Next: HDX Data Model: FITS, NDF and XML Implementation
Up: Data Management and Pipelines
Previous: Data Management for the VO
Table of Contents -
Subject Index -
Author Index -
Search -
PS reprint -
PDF reprint
Thakar, A. R., Szalay, A. S., vandenBerg, J. V., Gray, J., & Stoughton, A. S. 2003, in ASP Conf. Ser., Vol. 295 Astronomical Data Analysis Software and Systems XII, eds. H. E. Payne, R. I. Jedrzejewski, & R. N.
Hook (San Francisco: ASP), 217
Data Organization in the SDSS Data Release 1
A.R. Thakar, A.S. Szalay, and J.V. vandenBerg
Johns Hopkins University, Baltimore, MD 21218
Jim Gray
Microsoft Research
Chris Stoughton
FermiLab, Batavia, IL 60510
Abstract:
The first official public data release from the Sloan Digital Sky Survey
(www.sdss.org) is scheduled for Spring 2003. Due to the unprecedented size
and complexity of the data, we face unique challenges in organizing and
distributing the data to a large user community. We discuss the data
organization, the archive loading and backup strategy, and the data mining
tools available to the public and the astronomical community, in the overall
context of large databases and the VO.
The SDSS Data Release 1 (DR1) is the first officially scheduled public data
release of the SDSS data. It is the successor to the Early Data Release (EDR)

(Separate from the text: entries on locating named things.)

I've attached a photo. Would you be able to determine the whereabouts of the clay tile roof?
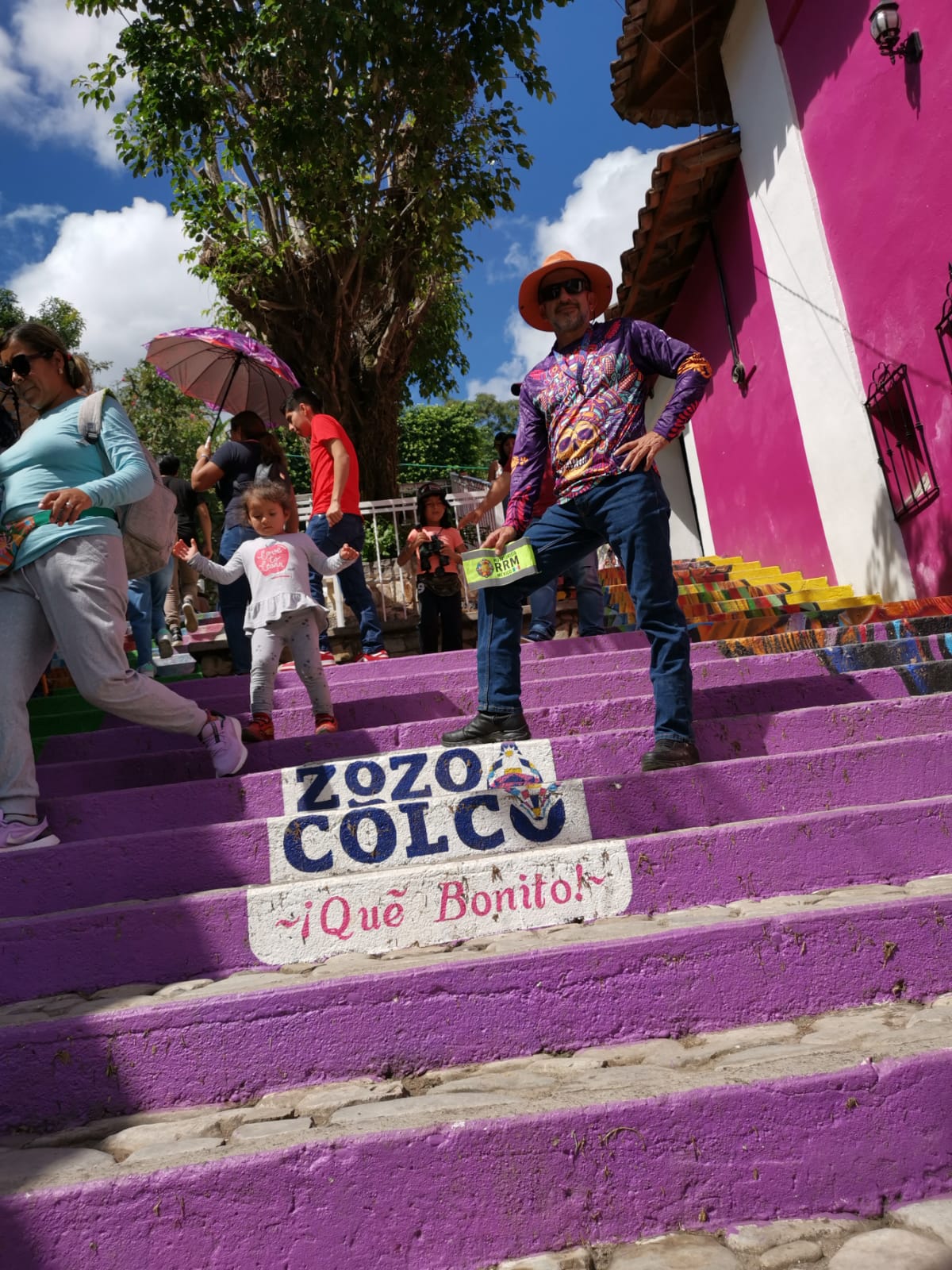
[609,129,740,326]
[612,0,735,129]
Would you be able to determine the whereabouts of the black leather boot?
[641,738,701,772]
[443,710,532,745]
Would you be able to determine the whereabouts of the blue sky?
[0,0,681,396]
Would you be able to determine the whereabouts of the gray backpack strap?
[78,389,109,446]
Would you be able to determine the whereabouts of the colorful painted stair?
[601,556,952,640]
[0,610,952,1270]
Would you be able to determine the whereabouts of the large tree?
[75,0,567,497]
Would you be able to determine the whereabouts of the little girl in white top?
[173,480,359,741]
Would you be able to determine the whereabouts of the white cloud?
[0,0,133,167]
[6,198,216,379]
[467,146,660,398]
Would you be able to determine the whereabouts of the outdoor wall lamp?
[869,0,923,65]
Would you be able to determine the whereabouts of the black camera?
[419,533,449,578]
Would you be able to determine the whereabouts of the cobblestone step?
[0,997,952,1270]
[0,878,952,1129]
[490,1198,952,1270]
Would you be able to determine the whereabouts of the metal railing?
[297,472,503,627]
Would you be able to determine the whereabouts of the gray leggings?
[251,608,334,715]
[0,533,207,815]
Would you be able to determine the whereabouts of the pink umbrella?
[146,326,298,441]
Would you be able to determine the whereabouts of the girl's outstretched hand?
[171,538,201,564]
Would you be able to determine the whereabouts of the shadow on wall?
[779,0,883,129]
[867,484,912,603]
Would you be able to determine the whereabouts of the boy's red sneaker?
[241,714,274,741]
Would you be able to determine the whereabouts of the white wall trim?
[720,0,916,599]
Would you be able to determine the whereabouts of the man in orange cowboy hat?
[443,244,711,771]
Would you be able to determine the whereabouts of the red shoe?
[241,714,274,741]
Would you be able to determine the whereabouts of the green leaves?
[76,0,567,493]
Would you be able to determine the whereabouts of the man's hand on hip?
[482,525,519,555]
[616,432,668,472]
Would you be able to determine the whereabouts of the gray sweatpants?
[0,533,207,815]
[251,608,334,715]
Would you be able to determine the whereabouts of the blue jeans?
[218,525,258,675]
[476,471,693,741]
[125,556,175,667]
[529,551,605,640]
[307,512,383,652]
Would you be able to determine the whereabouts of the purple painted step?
[83,637,950,731]
[33,663,952,798]
[0,697,948,918]
[0,895,952,1147]
[0,795,952,941]
[7,799,952,1005]
[0,1053,952,1270]
[28,734,950,858]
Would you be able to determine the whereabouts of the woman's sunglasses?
[0,348,53,389]
[538,278,592,305]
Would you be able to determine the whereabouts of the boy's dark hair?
[241,480,294,525]
[282,387,321,414]
[416,485,453,529]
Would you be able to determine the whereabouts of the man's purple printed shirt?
[505,318,711,533]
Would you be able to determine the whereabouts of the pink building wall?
[665,162,834,582]
[771,0,952,595]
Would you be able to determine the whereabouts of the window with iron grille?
[866,362,939,521]
[935,264,952,379]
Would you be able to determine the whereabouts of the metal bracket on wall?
[708,225,757,396]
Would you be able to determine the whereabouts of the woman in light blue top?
[0,322,246,849]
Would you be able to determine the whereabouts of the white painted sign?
[268,781,592,883]
[268,741,592,883]
[248,840,632,965]
[281,741,556,815]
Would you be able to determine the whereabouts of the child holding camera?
[397,485,466,652]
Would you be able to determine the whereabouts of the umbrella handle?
[205,353,245,446]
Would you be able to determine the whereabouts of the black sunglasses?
[0,348,53,389]
[538,278,592,305]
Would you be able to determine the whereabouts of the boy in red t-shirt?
[284,389,389,662]
[397,485,466,652]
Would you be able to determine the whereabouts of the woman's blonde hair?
[0,321,93,392]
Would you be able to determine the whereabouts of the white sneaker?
[198,710,248,776]
[0,811,60,847]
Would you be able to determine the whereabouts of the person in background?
[159,455,212,649]
[459,383,605,644]
[125,556,175,679]
[173,480,358,741]
[443,242,711,772]
[397,485,466,652]
[284,389,390,663]
[192,410,290,675]
[486,432,516,485]
[0,322,248,847]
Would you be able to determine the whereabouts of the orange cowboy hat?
[519,252,612,330]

released in June 2001 (archive.stsci.edu/sdss). DR1 is scheduled
for release in Spring 2003, and covers more than 20% of the total survey
area (2k square degrees). The raw data size is about 5 times that of the
EDR, i.e., several Terabytes. The catalog data will be about the same size
because there will be 3 datasets with several versions of each dataset.
This is the first single release of such a large dataset to the public, and
naturally it presents unprecedented challenges. Simply distributing the data
and making it available 24/7/365 will be quite an undertaking for the SDSS
collaboration. Providing competent data mining tools on this multi-TB
dataset, especially within the context and evolving framework of the Virtual
Observatory, will be an even more daunting challenge. The SDSS database
loading software and data mining tools are being developed at JHU
(www.sdss.jhu.edu).
The master copy of the raw data (FITS files) will be stored at FermiLab.

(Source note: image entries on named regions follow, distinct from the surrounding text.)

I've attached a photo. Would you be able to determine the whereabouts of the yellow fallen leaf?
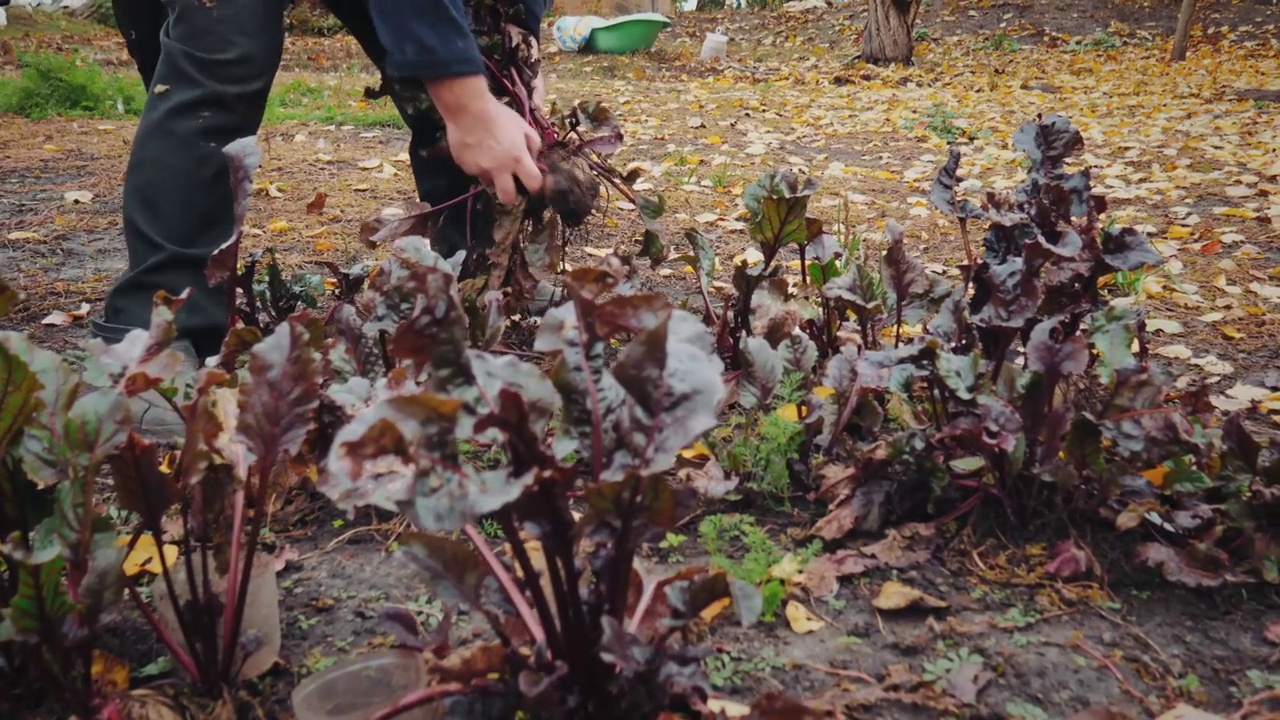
[707,697,751,717]
[698,597,733,623]
[90,650,129,694]
[786,600,827,635]
[769,552,804,583]
[115,534,178,578]
[680,441,712,461]
[777,402,800,423]
[1213,208,1258,220]
[872,580,947,610]
[1142,465,1169,488]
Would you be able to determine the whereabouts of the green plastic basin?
[586,13,671,55]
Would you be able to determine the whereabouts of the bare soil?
[0,0,1280,719]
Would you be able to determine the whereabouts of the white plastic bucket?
[699,28,728,61]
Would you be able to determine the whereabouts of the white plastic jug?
[699,28,728,61]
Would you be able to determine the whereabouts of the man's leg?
[325,0,494,263]
[93,0,287,357]
[111,0,169,88]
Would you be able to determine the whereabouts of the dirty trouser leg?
[93,0,293,356]
[325,0,494,263]
[111,0,169,88]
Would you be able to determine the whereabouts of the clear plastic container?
[291,650,444,720]
[699,28,728,61]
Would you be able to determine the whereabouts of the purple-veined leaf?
[1027,316,1089,377]
[636,193,667,265]
[737,336,783,410]
[881,219,951,325]
[777,329,818,377]
[84,290,191,397]
[742,170,818,260]
[969,258,1041,328]
[929,147,986,220]
[1014,113,1084,170]
[0,278,18,318]
[236,316,320,462]
[109,432,179,529]
[1102,228,1165,270]
[0,335,40,448]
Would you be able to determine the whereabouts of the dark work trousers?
[93,0,493,357]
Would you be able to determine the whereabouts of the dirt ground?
[0,0,1280,719]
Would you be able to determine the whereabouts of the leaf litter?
[2,5,1280,717]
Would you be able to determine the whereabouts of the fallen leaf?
[1262,620,1280,644]
[769,552,804,583]
[777,402,800,423]
[90,648,129,696]
[1147,318,1183,334]
[1156,702,1222,720]
[786,600,827,635]
[680,441,712,461]
[942,661,996,705]
[1226,383,1271,402]
[40,310,73,328]
[115,534,178,578]
[1142,465,1169,488]
[698,597,733,624]
[1208,395,1253,413]
[1044,539,1089,580]
[872,580,947,610]
[707,697,751,717]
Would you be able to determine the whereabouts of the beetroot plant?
[319,237,760,717]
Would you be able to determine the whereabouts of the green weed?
[0,53,146,120]
[698,515,822,623]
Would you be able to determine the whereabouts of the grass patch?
[0,53,146,120]
[0,61,403,128]
[0,5,112,40]
[262,79,403,128]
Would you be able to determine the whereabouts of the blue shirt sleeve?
[369,0,547,81]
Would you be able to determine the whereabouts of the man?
[93,0,545,437]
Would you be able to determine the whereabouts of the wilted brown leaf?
[307,190,328,215]
[872,580,948,610]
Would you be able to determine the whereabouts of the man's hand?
[426,76,543,205]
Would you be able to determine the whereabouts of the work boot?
[129,341,200,443]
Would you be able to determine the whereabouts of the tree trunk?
[1170,0,1196,63]
[863,0,920,65]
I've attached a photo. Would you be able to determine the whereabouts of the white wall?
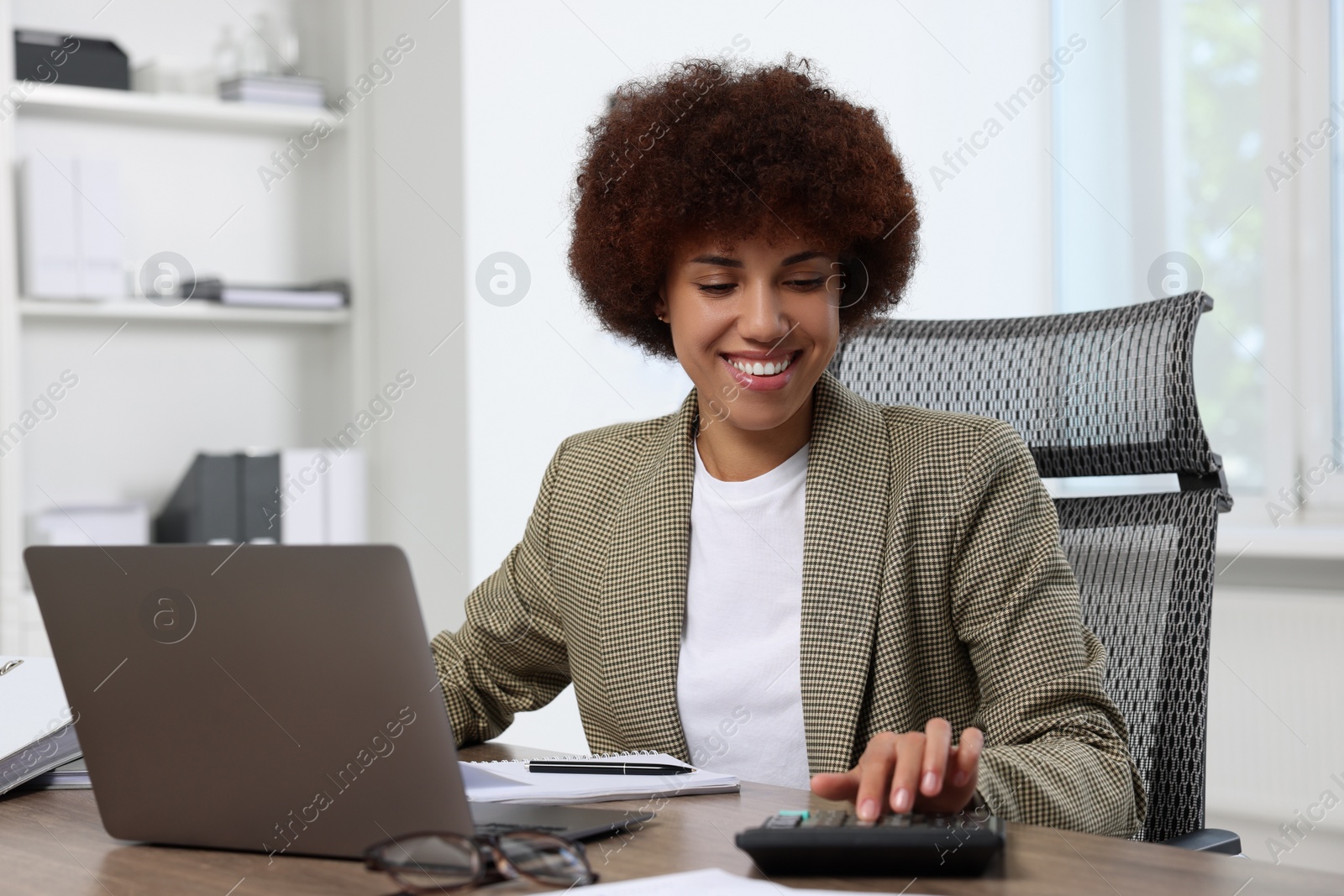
[462,0,1053,750]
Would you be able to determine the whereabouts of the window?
[1051,0,1344,528]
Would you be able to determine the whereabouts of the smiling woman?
[433,58,1145,836]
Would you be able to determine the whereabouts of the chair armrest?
[1158,827,1242,856]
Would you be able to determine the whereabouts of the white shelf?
[18,298,349,325]
[16,82,339,133]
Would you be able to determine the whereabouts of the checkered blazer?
[433,374,1145,836]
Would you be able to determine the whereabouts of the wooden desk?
[0,744,1344,896]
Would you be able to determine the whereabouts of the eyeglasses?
[365,831,596,893]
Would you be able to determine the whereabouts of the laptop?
[24,544,652,858]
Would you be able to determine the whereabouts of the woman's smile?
[719,349,802,392]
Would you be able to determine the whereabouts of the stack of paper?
[461,753,739,806]
[0,656,79,794]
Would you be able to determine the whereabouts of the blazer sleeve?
[430,443,570,746]
[952,421,1147,836]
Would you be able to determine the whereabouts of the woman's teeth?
[728,358,793,376]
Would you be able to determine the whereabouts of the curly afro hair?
[569,54,919,358]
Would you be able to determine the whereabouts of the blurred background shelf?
[18,83,340,133]
[18,298,349,325]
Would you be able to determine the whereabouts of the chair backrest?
[831,293,1231,841]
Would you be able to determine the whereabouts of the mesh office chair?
[831,293,1241,854]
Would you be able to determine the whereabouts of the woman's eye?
[696,284,737,296]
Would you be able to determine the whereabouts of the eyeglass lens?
[379,831,593,889]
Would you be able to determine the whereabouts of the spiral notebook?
[459,751,741,806]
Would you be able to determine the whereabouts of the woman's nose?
[738,284,789,343]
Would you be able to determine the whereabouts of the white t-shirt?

In addition to the master archive at FermiLab, there will be several mirror
sites for the DR1 data hosted by SDSS and other institutions. Replication and
synchronization of the mirrors will therefore be required. We describe
below the configuration of the master archive site. Mirror sites will
probably be scaled-down replicas of the master site.

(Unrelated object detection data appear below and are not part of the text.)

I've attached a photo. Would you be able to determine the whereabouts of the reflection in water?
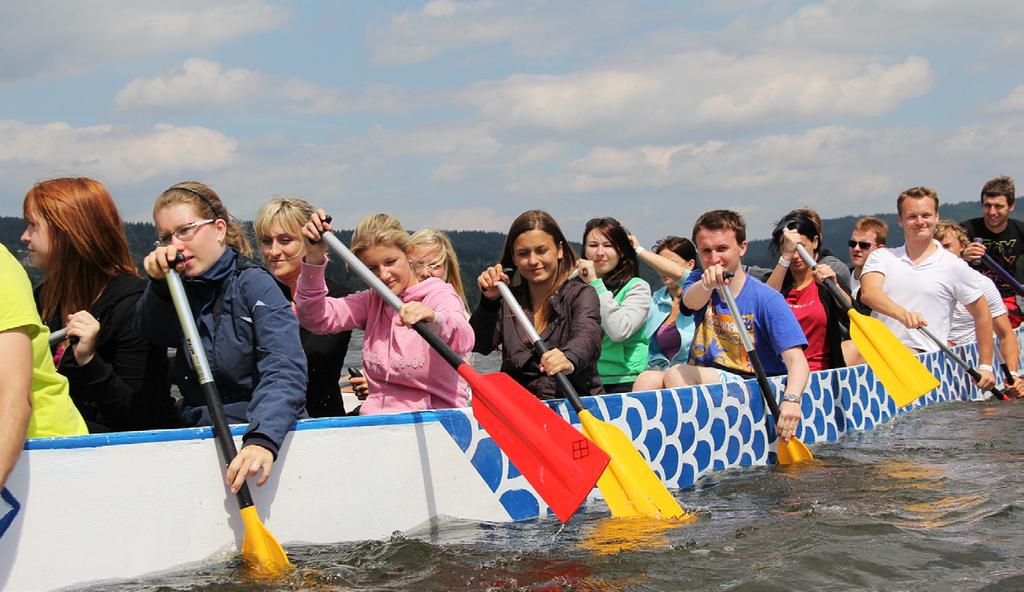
[578,514,697,555]
[86,403,1024,592]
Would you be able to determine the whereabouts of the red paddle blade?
[459,364,609,522]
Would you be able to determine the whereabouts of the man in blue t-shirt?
[665,210,810,440]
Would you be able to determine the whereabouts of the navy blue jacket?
[135,248,306,458]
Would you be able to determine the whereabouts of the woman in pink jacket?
[295,210,473,415]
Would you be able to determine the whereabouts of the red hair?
[23,177,138,321]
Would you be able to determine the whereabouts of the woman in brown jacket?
[469,210,604,398]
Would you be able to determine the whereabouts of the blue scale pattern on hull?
[436,333,1015,520]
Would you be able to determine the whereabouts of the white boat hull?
[0,337,1007,590]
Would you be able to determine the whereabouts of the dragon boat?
[0,337,1007,590]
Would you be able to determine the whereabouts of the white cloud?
[459,51,933,141]
[0,121,238,183]
[992,84,1024,112]
[366,0,643,64]
[423,206,512,232]
[115,57,410,114]
[721,0,1024,51]
[0,0,291,80]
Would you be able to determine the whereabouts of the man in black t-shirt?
[963,176,1024,329]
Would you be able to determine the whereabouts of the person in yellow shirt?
[0,245,88,487]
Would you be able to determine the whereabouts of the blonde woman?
[253,197,352,417]
[295,210,473,415]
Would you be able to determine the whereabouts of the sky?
[0,0,1024,239]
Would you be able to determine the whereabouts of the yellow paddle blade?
[242,506,292,578]
[775,437,814,465]
[849,308,939,407]
[579,410,691,519]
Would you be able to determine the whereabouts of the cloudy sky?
[0,0,1024,243]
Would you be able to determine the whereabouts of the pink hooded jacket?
[295,261,474,415]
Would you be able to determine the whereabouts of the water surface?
[89,393,1024,592]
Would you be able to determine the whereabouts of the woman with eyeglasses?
[577,218,650,392]
[766,211,852,372]
[253,197,352,417]
[409,228,469,314]
[136,181,306,492]
[22,178,180,432]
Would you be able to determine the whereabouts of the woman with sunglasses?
[22,177,180,433]
[136,181,306,492]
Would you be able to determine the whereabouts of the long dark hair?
[582,217,640,292]
[768,212,821,260]
[650,235,700,267]
[501,210,577,333]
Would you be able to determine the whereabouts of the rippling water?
[92,389,1024,591]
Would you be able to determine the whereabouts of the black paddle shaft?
[721,271,781,423]
[167,261,253,509]
[918,327,1010,400]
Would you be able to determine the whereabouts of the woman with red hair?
[22,177,180,432]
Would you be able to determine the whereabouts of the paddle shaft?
[321,232,466,370]
[974,239,1024,296]
[49,327,78,346]
[719,272,780,422]
[918,327,1010,400]
[498,282,584,413]
[167,268,253,509]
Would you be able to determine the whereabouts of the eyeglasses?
[413,261,444,273]
[153,219,216,247]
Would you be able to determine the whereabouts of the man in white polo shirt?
[860,187,995,388]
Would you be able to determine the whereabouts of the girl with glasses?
[765,212,852,372]
[22,178,180,432]
[136,181,306,492]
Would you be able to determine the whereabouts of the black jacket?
[299,280,352,417]
[43,273,181,432]
[469,280,604,398]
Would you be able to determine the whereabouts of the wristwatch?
[782,392,804,403]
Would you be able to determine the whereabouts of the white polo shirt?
[860,241,984,351]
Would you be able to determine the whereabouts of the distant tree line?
[0,201,1024,306]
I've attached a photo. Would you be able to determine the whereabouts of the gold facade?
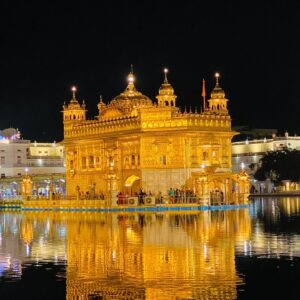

There will be three separate datasets made available to the public - two
versions of the imaging data and one version of the spectra:
- Target dataset - this is the calibration of the raw data
from which spectral targets were chosen;
- Best dataset - this is the latest, greatest calibration
and represents the best processing of the data from a science
perspective;
- Spectro dataset - these are the spectra of the target
objects chosen from the target dataset.
Within each dataset, the raw imaging data will consist of the Atlas Images,
Corrected Frames, Binned Images, Reconstructed Frames and the Image Cutouts in
addition to the Imaging Catalogs for the Target and Best versions. The
spectroscopic data consists of the Raw spectra along with the Spectro
Catalog and the Tiling Catalog.
Table 1 shows the total expected size for a single instance of the DR1
archive - about 1TB. In practice, however, the overall size of the catalog
data at a given archive site will be several TB, i.e., comparable to the size
of the raw data, since more than one copy of the data will be required for
performance and redundancy.
It will be necessary to have several copies of the archive at least at the
master site, to ensure high data availability and adequate data mining
performance. Figure 1 shows the physical organization of the archive
data and the loading data flow. Backups will be kept in a deep store tape
facility, and legacy datasets will be maintained so that all versions of the
data ever published will be available for science if needed. The loading
process will be completely automated using a combination of VB and DTS scripts
and SQL stored procedures, and a admin web interface will be provided to the
Load Monitor which controls the entire loading process. Data will be
first converted from FITS to CSV (comma-separated values) before being
transferred from Linux to Windows.
Figure 1:
(a) Production archive components, (b) loading data flow.
|
The proposed hardware plan for the master DR1 site at FermiLab reflects the
function that each copy of the archive must provide, but it also makes the
most effective use of the existing SDSS hardware resources at FermiLab.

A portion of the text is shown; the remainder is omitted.